La bulle de 2021 sur les valeurs répondant à des critères environnementaux, sociaux et de gouvernance s’est dégonflée à la suite de la
remontée des taux d’intérêt. Leurs projections de résultats semblent moins tenables
La bulle du durable observée en 2021 a-t-elle survécu à la difficile année boursière 2022? Le 22 février 2021, Le Temps publiait un article intitulé «L’euphorie pour le durable tourne à la bulle». Cette tendance était notamment illustrée par ITM Power, un fabricant britannique d’électrolyseurs (appareils qui permettent de produire de l’hydrogène), dont l’action venait de connaître son plus haut historique, à 682 pence, après en avoir valu 80 deux ans auparavant. Le titre vaut aujourd’hui un peu moins de 100 pence, après une chute de 72% sur un an. Symbole des excès de 2021, ITM Power illustre-t-il maintenant le retour sur terre des investissements durables? On fait le point sur l’état de la bulle verte.

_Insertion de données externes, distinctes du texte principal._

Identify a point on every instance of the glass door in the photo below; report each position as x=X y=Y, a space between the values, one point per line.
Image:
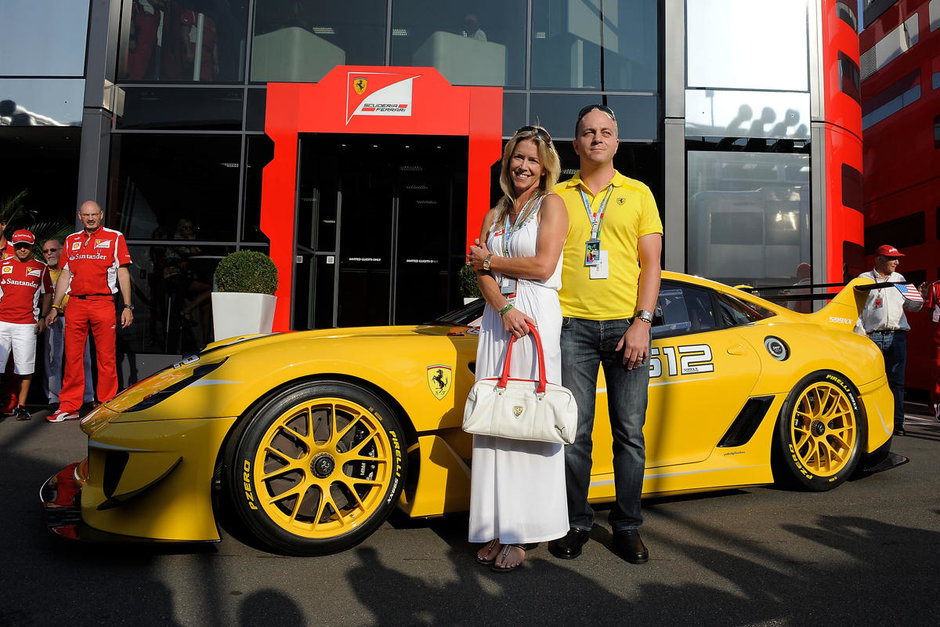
x=380 y=228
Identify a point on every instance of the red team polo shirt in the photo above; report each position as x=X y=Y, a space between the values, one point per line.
x=93 y=261
x=21 y=284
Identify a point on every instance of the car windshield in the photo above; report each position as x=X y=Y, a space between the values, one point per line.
x=735 y=312
x=463 y=317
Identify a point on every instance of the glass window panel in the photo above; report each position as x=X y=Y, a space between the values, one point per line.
x=723 y=113
x=513 y=113
x=849 y=81
x=29 y=160
x=748 y=216
x=595 y=44
x=162 y=179
x=302 y=41
x=636 y=115
x=172 y=297
x=254 y=112
x=478 y=44
x=747 y=44
x=183 y=108
x=847 y=14
x=41 y=101
x=260 y=152
x=183 y=40
x=43 y=40
x=852 y=196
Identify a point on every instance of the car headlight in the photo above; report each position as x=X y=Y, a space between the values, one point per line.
x=161 y=395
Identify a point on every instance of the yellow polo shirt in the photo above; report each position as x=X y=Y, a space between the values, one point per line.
x=631 y=213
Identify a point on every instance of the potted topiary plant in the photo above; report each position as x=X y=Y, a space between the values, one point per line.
x=243 y=299
x=469 y=288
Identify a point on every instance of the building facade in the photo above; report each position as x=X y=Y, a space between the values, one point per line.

Dans le cas précis d’ITM Power, «la société n’a pas tenu ses engagements en matière de chiffre d’affaires et elle n’a pas anticipé la forte hausse de ses charges, qui ont provoqué un creusement de ses pertes opérationnelles», observe Renaud Saleur, d’Anaconda Invest, qui gère notamment un fonds long-short sur la transition énergétique. Selon lui, une bulle s’était gonflée sur les valeurs du renouvelable, car «le secteur a attiré des capitaux considérables, qui sont allés sur des thématiques vertes sans porter attention aux multiples des actions», qui avaient atteint des sommets.
Acheter le futur
Puis la remontée des taux d’intérêt a remis les pendules à l’heure, poursuit le gérant, qui joue notamment la thématique de la transition des compagnies de services pétroliers vers le durable: «Comme avec les valeurs technologiques, les investisseurs dans les valeurs du renouvelable achètent le plan d’une société, ses objectifs. Tant que les taux d’intérêt étaient à zéro, les valeurs actualisées des cash-flows futurs paraissaient plus atteignables qu’avec des taux à 3 ou 4%.»
Ainsi, un indice diversifié représentant le secteur du durable au sens large comme le WilderHill Clean Energy Index a reculé de 46% l’an dernier. Le marché a effectué un tri depuis l’an dernier, enchaîne Gabriel Micheli, gérant du fonds Pictet Environmental Opportunities: «Les titres dits «de croissance» ont corrigé l’an dernier, mais ceux dont la valorisation était le plus basée sur d’hypothétiques rendements futurs ont encore plus corrigé. Auparavant, des sociétés de moins bonne qualité pouvaient afficher des multiples semblables à ceux des entreprises plus solides.»
Estimant ce «retour aux fondamentaux sain», le gérant genevois mentionne l’action Tesla, qui a baissé de quelque 70% en 2022: «Elle reste toujours chère par rapport aux autres constructeurs, mais sa valorisation actuelle est plus compréhensible, à 28 fois les bénéfices 2022 alors que ce ratio avait dépassé 100 par le passé.» Autre exemple cité par le gérant genevois, l’hydrogène, un secteur dans lequel les valorisations ont baissé de 80% en moyenne par rapport à leur point le plus haut en 2021: «Les entreprises concernées ne font pas de bénéfices pour la plupart, mais on ne se trouve plus en situation de surchauffe.» Autrement dit, les investisseurs ne sont plus prêts à payer n’importe quel prix pour du durable.
Encore des doutes?
L’univers ESG a également connu des réussites l’an dernier, conclut Gabriel Micheli, citant le titre d’Enphase Energy, un spécialiste américain du solaire, dont le cours a progressé de 45% en 2022. «Les résultats ont été bons et la société a géré les problèmes d’approvisionnement en semi-conducteurs ou en matériaux et, de manière générale, le secteur du renouvelable bénéficiede perspectives plus visibles grâce à la volonté politique d’aller vers davantage d’électrification aux Etats-Unis, en Asie ou en Europe.» Pas sûr néanmoins que tous les excès aient été purgés, relativise Renaud Saleur, d’Anaconda Invest: «Les valorisations ont été revues à la baisse, mais je ne suis pas certain que les investisseurs aient déjà décidé si les futurs cash-flows prévus par les sociétés du durable étaient tenables ou pas.»